Comment by postalcoder
8 hours ago
Very unfortunately named. OpenAI probably (and likely correctly) estimated that 13 years is enough time after the Snowden leaks to use "prism" for a product but, for me, the word is permanently tainted.
8 hours ago
Very unfortunately named. OpenAI probably (and likely correctly) estimated that 13 years is enough time after the Snowden leaks to use "prism" for a product but, for me, the word is permanently tainted.
Anecdotally, I have mentioned PRISM to several non-techie friends over the years and none of them knew what I was talking about, they know 'Snowden' but not 'PRISM'. The amount of people who actually cared about the Snowden leaks is practically a rounding error
Most people don't care about the details. Neither does the media. I've seen national scandals that the media pushed one way disproven during discovery in a legal trial. People only remember headlines, the retractions are never re-published or remembered.
Given current events, I think you’ll find many more people care in 2026 than did in 2024.
(See also: today’s WhatsApp whistleblower lawsuit.)
Guessing that Ai came up with the name based on the description of the product.
Perhaps, like the original PRISM programme, behind the door is a massive data harvesting operation.
This was my first thought as well. Prism is a cool name, but I'd never ever use it for a technical product after those leaks, ever.
I'd think that most people in science would associate the name with an optical prism. A single large political event can't override an everyday physical phenomenon in my head.
Pretty much every company I’ve worked for in tech over my 25+ year career had a (different) system called prism.
(plot twist: he works for NSA contractors)
I suspect that name recognition for PRISM as a program is not high at the population level.
2027: OpenAI Skynet - "Robots help us everywhere, It's coming to your door"
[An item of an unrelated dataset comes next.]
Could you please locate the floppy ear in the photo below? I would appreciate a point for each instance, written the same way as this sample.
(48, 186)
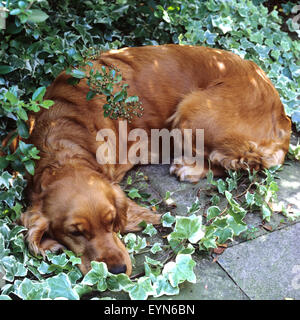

Skynet? C'mon. That would be too obvious - like naming a company Palantir.
Surprised they didn't do something trendy like Prizm or OpenPrism while keeping it closed source code.
Or the JavaScript ORM.
I never though of that association, not in the slightest, until I read this comment.
this was my first thought as well.
I followed the Snowden stuff fairly closely and forgot, so I bet they didn't think about it at all and if they did they didn't care and that was surely the right call.